John F. Gerdes, who is proprietor and manager of a model grocery store at 1200 North Seventh Street, Burlington, is a young man of exceptional ability and enterprise, and has enjoyed unusual preparation for the work to which he is now devoting his talents. Mr. Gerdes was born Dec. 11, 1872, in Oldenburg, Germany, a son of Henry and Louise (Schwarting) Gerdes, who now reside in Burlington, where the father owns a tract of twenty acres of agricultural land within the city limits, and pursues his vocation of farming.
The days of his boyhood and early youth were passed in the work of the farm in his native land, and there also he obtained his early education in the public schools. In 1889 he accompanied his parents to America, locating in Burlington, where he supplemented his schooling by taking a course in Elliott's Business College, and later began his business career by entering the employ of Mr. Henry Luchner as a delivery man. Desirous, however, of enlarging the domain of his experience, and wishing to gain a better insight into business methods, he then went to the city of New York, and obtained employment in a grocery store, where he remained for two years, at the end of which time he was sent by his employers to Spartanburg, S. C., to take the direction of a large mercantile establishment which was under their charge at that place. There he met with conspicuous success, and after a further period of two years he returned to Burlington in 1897, and established an independent grocery business at the location which he still occupies. The store is one of the neatest and most attractive in the city, while the stock is always kept in the best possible condition, and by unfailing courtesy and consideration, combined with absolute integrity and frankness in all his dealings, he has built up a valuable reputation and secured a large and ever-increasing support from the appreciative public.

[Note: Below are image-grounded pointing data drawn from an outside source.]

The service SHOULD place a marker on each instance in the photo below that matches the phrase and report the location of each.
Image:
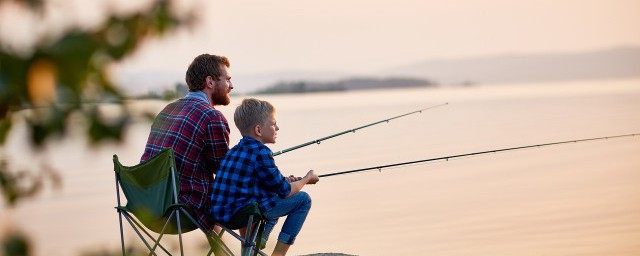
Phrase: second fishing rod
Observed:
(317, 141)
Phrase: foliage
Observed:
(63, 75)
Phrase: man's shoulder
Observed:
(200, 108)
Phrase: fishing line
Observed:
(353, 130)
(447, 158)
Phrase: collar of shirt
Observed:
(198, 95)
(248, 140)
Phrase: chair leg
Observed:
(179, 232)
(121, 232)
(139, 235)
(129, 219)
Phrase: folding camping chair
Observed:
(151, 189)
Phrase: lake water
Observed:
(572, 199)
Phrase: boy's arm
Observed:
(296, 186)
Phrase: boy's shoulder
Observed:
(251, 145)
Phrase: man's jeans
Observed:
(296, 209)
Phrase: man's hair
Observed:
(250, 113)
(203, 66)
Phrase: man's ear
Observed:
(257, 130)
(210, 82)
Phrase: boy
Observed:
(248, 174)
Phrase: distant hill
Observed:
(604, 64)
(343, 85)
(621, 62)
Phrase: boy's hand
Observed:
(312, 177)
(292, 178)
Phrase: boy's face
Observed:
(269, 130)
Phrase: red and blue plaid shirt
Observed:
(247, 174)
(199, 137)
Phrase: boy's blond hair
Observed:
(250, 113)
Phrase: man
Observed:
(197, 132)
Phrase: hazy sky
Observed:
(364, 36)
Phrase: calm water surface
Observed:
(576, 199)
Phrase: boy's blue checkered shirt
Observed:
(247, 174)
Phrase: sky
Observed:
(367, 35)
(361, 36)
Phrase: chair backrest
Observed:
(149, 189)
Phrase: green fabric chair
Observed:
(151, 189)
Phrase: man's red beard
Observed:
(221, 98)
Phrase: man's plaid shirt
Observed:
(247, 174)
(199, 137)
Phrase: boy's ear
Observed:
(257, 130)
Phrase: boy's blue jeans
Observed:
(296, 209)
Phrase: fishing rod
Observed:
(472, 154)
(353, 130)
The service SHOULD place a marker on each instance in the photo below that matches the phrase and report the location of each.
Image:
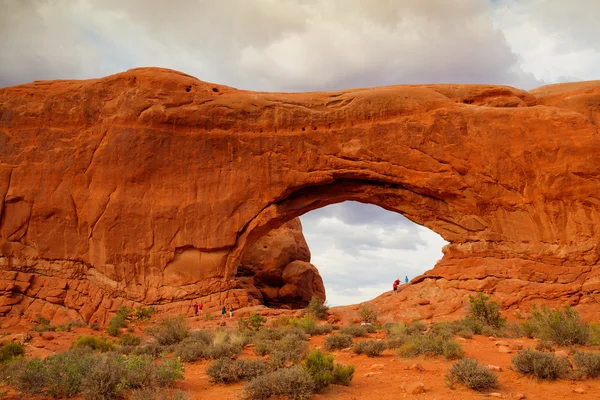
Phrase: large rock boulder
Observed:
(278, 265)
(150, 186)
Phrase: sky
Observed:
(306, 45)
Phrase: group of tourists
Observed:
(199, 306)
(397, 283)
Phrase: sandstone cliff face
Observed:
(150, 186)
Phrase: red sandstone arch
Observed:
(147, 186)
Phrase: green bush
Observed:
(295, 383)
(367, 313)
(66, 371)
(541, 365)
(104, 380)
(115, 325)
(225, 370)
(471, 374)
(254, 322)
(144, 313)
(432, 345)
(342, 374)
(317, 308)
(486, 311)
(563, 327)
(158, 394)
(587, 364)
(138, 371)
(355, 330)
(93, 342)
(167, 371)
(320, 368)
(129, 340)
(288, 350)
(10, 351)
(372, 348)
(190, 350)
(169, 331)
(221, 350)
(338, 341)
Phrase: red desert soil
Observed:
(376, 378)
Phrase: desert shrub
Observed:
(116, 323)
(153, 349)
(415, 328)
(541, 365)
(594, 334)
(158, 394)
(93, 342)
(295, 383)
(367, 313)
(138, 371)
(200, 335)
(432, 345)
(254, 322)
(372, 348)
(286, 351)
(169, 331)
(66, 327)
(167, 371)
(342, 374)
(470, 373)
(587, 364)
(355, 330)
(544, 345)
(43, 325)
(307, 324)
(486, 311)
(104, 380)
(563, 327)
(338, 341)
(144, 313)
(465, 333)
(225, 370)
(317, 308)
(10, 351)
(129, 340)
(323, 329)
(28, 376)
(190, 350)
(222, 350)
(66, 371)
(320, 367)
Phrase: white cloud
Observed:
(359, 259)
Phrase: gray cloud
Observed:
(261, 45)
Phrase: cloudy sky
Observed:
(301, 45)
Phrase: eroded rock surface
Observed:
(150, 186)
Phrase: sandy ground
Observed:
(377, 378)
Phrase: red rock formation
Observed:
(149, 186)
(278, 265)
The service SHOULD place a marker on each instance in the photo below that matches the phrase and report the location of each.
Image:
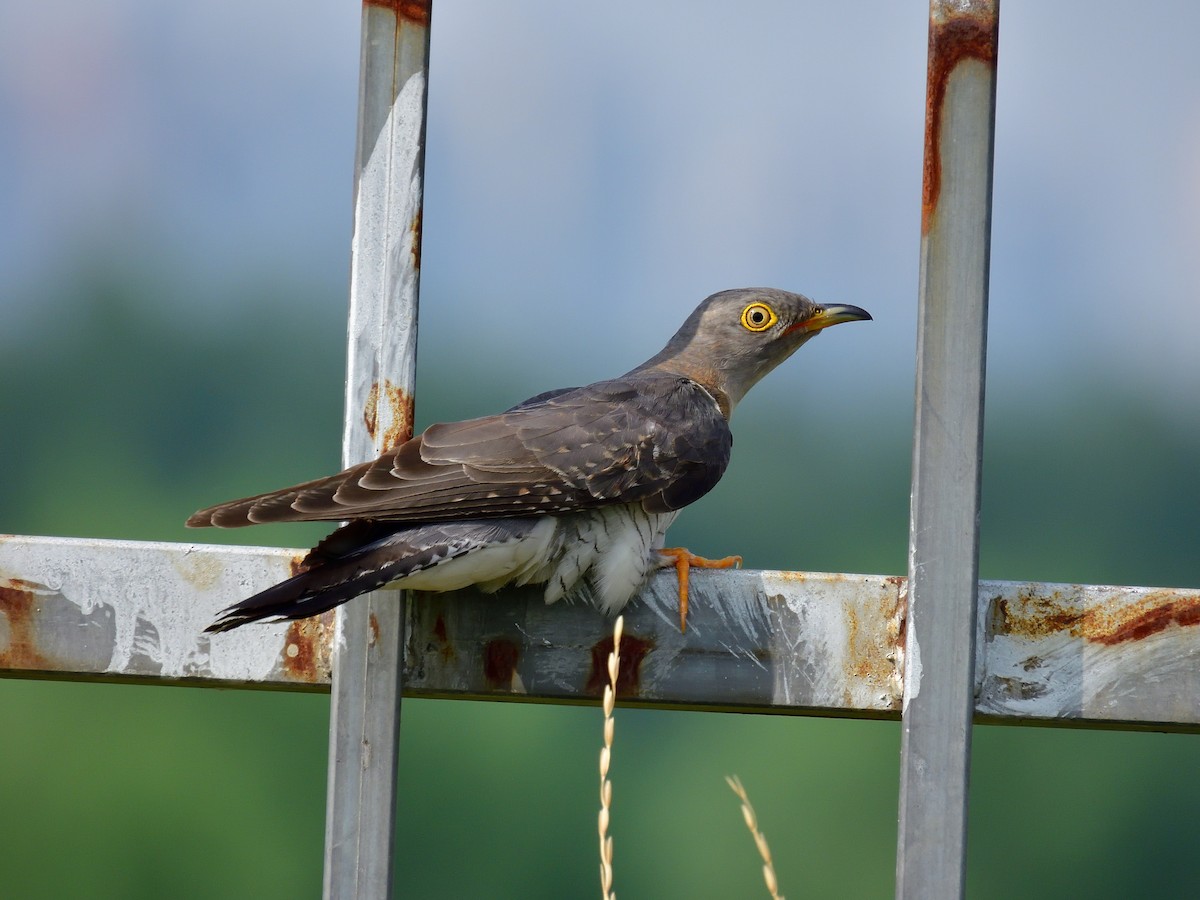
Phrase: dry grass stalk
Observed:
(760, 839)
(610, 701)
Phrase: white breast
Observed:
(611, 549)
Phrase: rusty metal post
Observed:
(943, 541)
(381, 366)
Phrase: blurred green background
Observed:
(186, 346)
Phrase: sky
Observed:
(593, 172)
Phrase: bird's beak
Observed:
(827, 316)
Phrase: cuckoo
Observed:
(573, 489)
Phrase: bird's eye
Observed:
(759, 317)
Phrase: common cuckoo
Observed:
(574, 489)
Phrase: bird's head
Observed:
(736, 337)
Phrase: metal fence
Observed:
(937, 648)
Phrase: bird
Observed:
(574, 489)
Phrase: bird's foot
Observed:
(683, 561)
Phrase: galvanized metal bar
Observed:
(947, 449)
(101, 610)
(384, 281)
(1079, 655)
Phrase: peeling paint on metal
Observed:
(501, 658)
(18, 640)
(306, 649)
(137, 610)
(1037, 615)
(634, 651)
(388, 414)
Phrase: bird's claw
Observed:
(683, 561)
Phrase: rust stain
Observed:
(415, 228)
(445, 649)
(629, 677)
(1108, 624)
(874, 658)
(960, 36)
(18, 600)
(501, 658)
(306, 648)
(414, 11)
(399, 421)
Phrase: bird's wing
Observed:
(655, 439)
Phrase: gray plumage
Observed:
(574, 489)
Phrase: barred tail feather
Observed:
(306, 594)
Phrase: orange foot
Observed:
(683, 562)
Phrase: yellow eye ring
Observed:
(759, 317)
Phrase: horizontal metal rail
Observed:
(756, 641)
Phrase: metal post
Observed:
(381, 366)
(947, 449)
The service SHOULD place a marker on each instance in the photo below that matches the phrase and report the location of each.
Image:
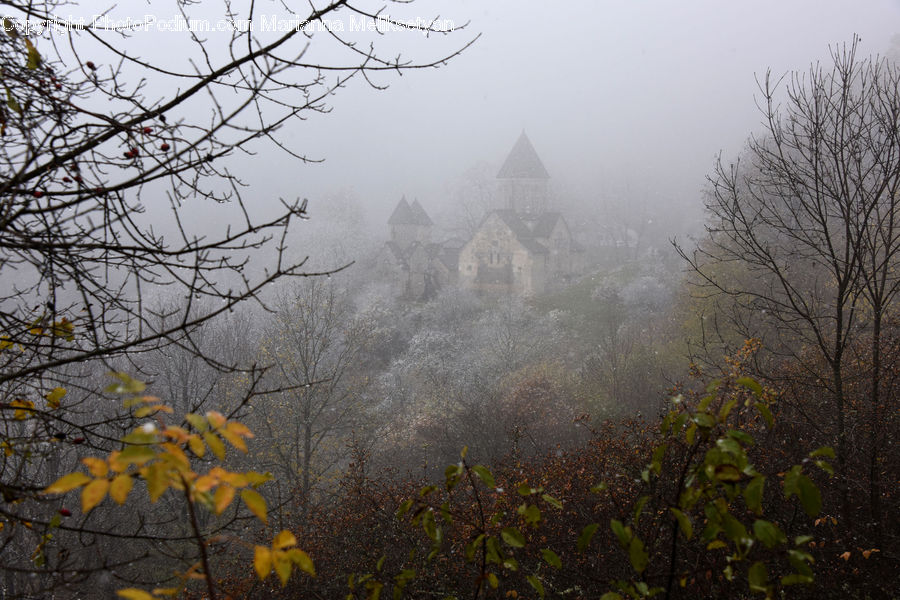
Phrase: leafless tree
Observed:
(103, 143)
(807, 217)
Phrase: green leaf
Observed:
(134, 594)
(513, 537)
(552, 501)
(796, 578)
(67, 482)
(753, 494)
(485, 476)
(758, 577)
(586, 534)
(637, 555)
(536, 584)
(551, 558)
(704, 420)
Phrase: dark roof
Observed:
(419, 215)
(528, 228)
(403, 214)
(397, 253)
(502, 274)
(523, 162)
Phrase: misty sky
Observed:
(618, 97)
(622, 94)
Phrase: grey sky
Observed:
(615, 95)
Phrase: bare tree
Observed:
(101, 148)
(315, 343)
(808, 215)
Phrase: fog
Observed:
(522, 246)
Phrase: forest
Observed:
(208, 394)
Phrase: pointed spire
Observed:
(419, 215)
(403, 214)
(523, 162)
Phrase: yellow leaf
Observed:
(222, 498)
(215, 444)
(262, 561)
(97, 466)
(197, 446)
(54, 397)
(120, 487)
(93, 494)
(24, 409)
(67, 482)
(302, 560)
(175, 455)
(255, 503)
(283, 540)
(174, 432)
(134, 594)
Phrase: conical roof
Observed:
(403, 214)
(419, 215)
(523, 162)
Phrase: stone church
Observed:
(523, 248)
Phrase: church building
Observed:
(522, 248)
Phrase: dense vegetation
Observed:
(728, 432)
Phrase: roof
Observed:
(409, 214)
(528, 228)
(523, 162)
(403, 214)
(419, 215)
(502, 274)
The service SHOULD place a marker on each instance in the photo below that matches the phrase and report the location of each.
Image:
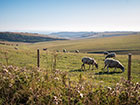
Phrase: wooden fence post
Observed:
(129, 66)
(38, 58)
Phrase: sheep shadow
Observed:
(108, 73)
(78, 70)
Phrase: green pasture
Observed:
(70, 63)
(130, 43)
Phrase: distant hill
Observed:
(83, 35)
(26, 37)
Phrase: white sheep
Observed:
(77, 51)
(111, 55)
(64, 50)
(112, 63)
(89, 61)
(106, 53)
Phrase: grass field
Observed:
(130, 43)
(60, 79)
(25, 56)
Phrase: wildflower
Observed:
(56, 78)
(81, 95)
(109, 88)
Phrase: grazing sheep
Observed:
(106, 53)
(112, 63)
(76, 51)
(89, 61)
(110, 55)
(15, 48)
(44, 49)
(64, 50)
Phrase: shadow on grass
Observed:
(78, 70)
(108, 73)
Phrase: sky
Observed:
(69, 15)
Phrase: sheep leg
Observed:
(82, 66)
(104, 67)
(114, 69)
(89, 67)
(107, 69)
(93, 67)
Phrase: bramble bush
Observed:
(45, 87)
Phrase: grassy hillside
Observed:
(60, 80)
(69, 62)
(25, 37)
(124, 44)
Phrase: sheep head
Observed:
(121, 67)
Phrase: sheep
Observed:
(89, 61)
(76, 51)
(106, 53)
(64, 50)
(110, 55)
(15, 48)
(112, 63)
(44, 49)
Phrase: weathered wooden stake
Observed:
(38, 58)
(129, 67)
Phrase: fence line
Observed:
(38, 58)
(129, 66)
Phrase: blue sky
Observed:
(69, 15)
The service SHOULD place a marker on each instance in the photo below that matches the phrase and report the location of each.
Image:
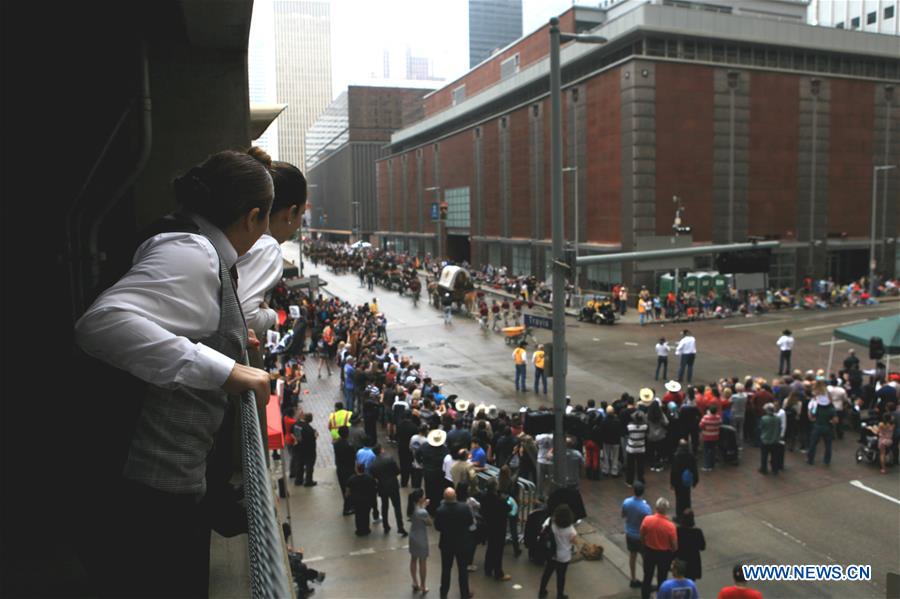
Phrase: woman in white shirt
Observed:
(173, 323)
(564, 531)
(261, 268)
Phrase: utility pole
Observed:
(560, 268)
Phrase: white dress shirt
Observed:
(259, 270)
(687, 345)
(785, 343)
(144, 323)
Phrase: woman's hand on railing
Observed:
(246, 378)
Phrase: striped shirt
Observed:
(710, 425)
(637, 438)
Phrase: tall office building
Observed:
(261, 68)
(874, 16)
(493, 24)
(303, 71)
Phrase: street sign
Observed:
(538, 322)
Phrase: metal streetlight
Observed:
(875, 169)
(439, 225)
(558, 356)
(574, 169)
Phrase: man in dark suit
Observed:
(345, 462)
(385, 470)
(453, 520)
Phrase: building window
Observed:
(457, 207)
(521, 260)
(459, 94)
(510, 66)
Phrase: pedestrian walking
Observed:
(786, 344)
(520, 358)
(634, 510)
(683, 477)
(660, 541)
(769, 437)
(823, 417)
(690, 543)
(662, 358)
(687, 349)
(385, 470)
(635, 448)
(562, 525)
(418, 539)
(453, 519)
(538, 359)
(709, 427)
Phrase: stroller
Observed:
(728, 444)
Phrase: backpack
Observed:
(546, 545)
(687, 478)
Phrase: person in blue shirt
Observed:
(678, 587)
(634, 510)
(348, 383)
(477, 455)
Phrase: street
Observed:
(808, 515)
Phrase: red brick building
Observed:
(763, 128)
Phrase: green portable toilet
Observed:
(691, 281)
(665, 284)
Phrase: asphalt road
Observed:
(809, 515)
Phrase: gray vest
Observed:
(176, 427)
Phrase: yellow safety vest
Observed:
(336, 420)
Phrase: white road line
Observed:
(859, 485)
(840, 324)
(753, 324)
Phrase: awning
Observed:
(888, 328)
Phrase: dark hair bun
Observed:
(192, 191)
(261, 155)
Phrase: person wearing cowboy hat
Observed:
(824, 416)
(785, 343)
(431, 456)
(520, 357)
(673, 393)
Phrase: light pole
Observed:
(875, 169)
(439, 227)
(558, 356)
(574, 169)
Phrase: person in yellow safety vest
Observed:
(521, 359)
(538, 360)
(340, 417)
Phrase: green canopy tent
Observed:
(888, 328)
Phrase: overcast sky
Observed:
(362, 29)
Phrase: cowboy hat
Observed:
(437, 437)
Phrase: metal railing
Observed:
(268, 574)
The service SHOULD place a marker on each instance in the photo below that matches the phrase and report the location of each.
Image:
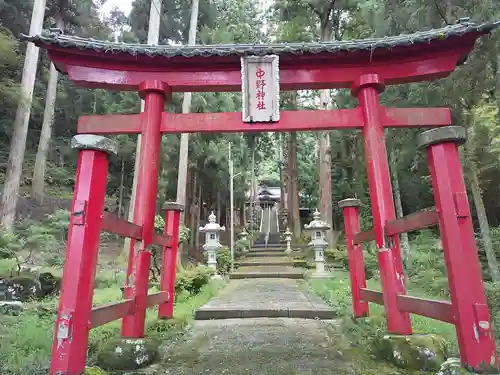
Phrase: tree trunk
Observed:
(194, 209)
(38, 186)
(253, 193)
(282, 203)
(21, 123)
(294, 191)
(122, 179)
(405, 245)
(484, 225)
(198, 216)
(186, 108)
(325, 173)
(155, 10)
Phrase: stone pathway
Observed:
(255, 347)
(266, 323)
(270, 298)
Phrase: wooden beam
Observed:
(415, 221)
(109, 313)
(123, 228)
(372, 296)
(156, 299)
(368, 235)
(230, 122)
(161, 240)
(439, 310)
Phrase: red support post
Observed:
(469, 304)
(155, 94)
(367, 89)
(169, 258)
(355, 256)
(69, 350)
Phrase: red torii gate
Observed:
(365, 66)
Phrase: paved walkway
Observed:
(256, 347)
(263, 326)
(269, 298)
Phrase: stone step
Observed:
(267, 272)
(263, 245)
(248, 313)
(268, 249)
(263, 262)
(264, 298)
(264, 254)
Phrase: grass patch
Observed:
(336, 292)
(26, 340)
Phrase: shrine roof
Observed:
(56, 39)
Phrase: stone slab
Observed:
(267, 249)
(272, 262)
(264, 298)
(263, 254)
(265, 275)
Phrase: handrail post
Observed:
(154, 94)
(367, 89)
(71, 336)
(357, 274)
(469, 304)
(169, 258)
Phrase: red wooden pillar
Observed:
(169, 258)
(367, 90)
(470, 309)
(354, 256)
(154, 94)
(69, 350)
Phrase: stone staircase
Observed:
(269, 262)
(265, 285)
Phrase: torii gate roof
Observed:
(410, 57)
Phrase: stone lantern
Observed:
(212, 244)
(244, 237)
(318, 229)
(288, 239)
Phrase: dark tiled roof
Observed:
(57, 38)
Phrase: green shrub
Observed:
(223, 261)
(492, 291)
(192, 280)
(10, 243)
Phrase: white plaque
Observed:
(260, 88)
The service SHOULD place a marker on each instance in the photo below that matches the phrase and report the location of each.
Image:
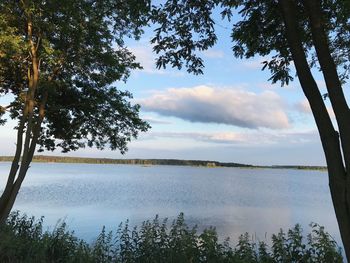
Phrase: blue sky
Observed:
(231, 113)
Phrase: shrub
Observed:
(23, 240)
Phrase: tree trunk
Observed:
(19, 167)
(333, 147)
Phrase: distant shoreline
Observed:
(148, 162)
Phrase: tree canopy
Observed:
(293, 36)
(80, 51)
(60, 61)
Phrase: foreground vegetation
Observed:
(24, 240)
(62, 159)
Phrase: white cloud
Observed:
(304, 107)
(220, 105)
(255, 138)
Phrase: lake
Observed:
(235, 200)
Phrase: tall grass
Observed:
(23, 239)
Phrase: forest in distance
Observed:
(200, 163)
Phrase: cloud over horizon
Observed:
(255, 138)
(220, 105)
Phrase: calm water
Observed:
(258, 201)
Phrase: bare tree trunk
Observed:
(333, 147)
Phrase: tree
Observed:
(309, 33)
(58, 63)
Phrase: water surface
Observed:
(235, 200)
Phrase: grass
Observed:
(23, 239)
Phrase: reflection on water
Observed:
(258, 201)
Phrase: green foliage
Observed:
(80, 49)
(23, 240)
(186, 27)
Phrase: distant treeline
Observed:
(63, 159)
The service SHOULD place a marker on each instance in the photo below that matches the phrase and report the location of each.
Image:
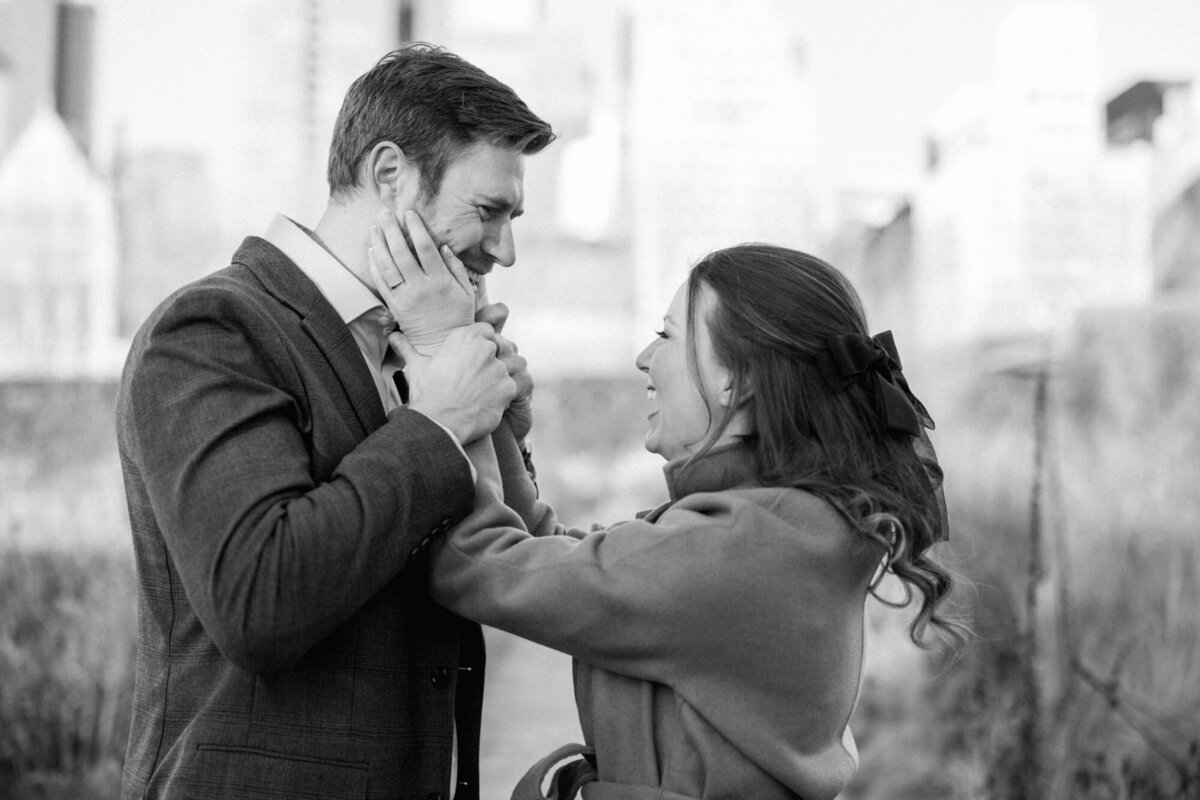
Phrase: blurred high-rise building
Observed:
(58, 234)
(684, 126)
(166, 236)
(27, 49)
(677, 136)
(1155, 126)
(289, 62)
(1024, 220)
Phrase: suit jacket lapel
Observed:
(293, 288)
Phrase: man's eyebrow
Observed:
(502, 204)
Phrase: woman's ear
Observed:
(726, 397)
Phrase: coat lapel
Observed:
(333, 338)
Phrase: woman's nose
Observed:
(643, 358)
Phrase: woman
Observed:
(719, 638)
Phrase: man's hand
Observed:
(465, 385)
(429, 294)
(520, 411)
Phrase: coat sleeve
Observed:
(648, 600)
(270, 560)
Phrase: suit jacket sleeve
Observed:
(271, 559)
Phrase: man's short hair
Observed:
(433, 104)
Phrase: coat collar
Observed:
(288, 284)
(721, 468)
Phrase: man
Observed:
(280, 491)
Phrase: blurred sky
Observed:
(880, 70)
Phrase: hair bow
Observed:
(875, 364)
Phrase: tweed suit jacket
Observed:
(287, 645)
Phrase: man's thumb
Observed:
(401, 347)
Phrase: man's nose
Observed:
(643, 359)
(499, 246)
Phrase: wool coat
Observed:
(287, 644)
(718, 641)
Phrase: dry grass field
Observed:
(1084, 680)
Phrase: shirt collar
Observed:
(343, 292)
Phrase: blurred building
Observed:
(678, 137)
(1156, 125)
(167, 238)
(874, 247)
(27, 52)
(288, 64)
(58, 234)
(1024, 218)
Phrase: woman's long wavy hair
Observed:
(774, 311)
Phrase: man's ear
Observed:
(390, 176)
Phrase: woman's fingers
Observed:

At Aplington, Iowa, in 1899, Mr. Gerdes was united in marriage to Miss Carrie Wagner, who like himself, was born and reared in Germany, and to them have been born two sons, Carl and Emil. They are active members and supporters of the German Baptist church, and take an abiding interest in the work of the Sunday-school, of which Mr. Gerdes is assistant superintendent. Too much can not be said of the high quality of Mr. Gerdes's business ability, nor of the vast amount of careful and conscientious attention which he devotes to his stock, consisting of groceries, hay, and feed, for he realized that eternal vigilance is the price of success in these times of close competition, and that he who would succeed must excel. He has built up a large business, and earned the confidence and esteem of the people, so that while there is no doubt that still greater triumphs await him in the future, it may be justly said that success is already his.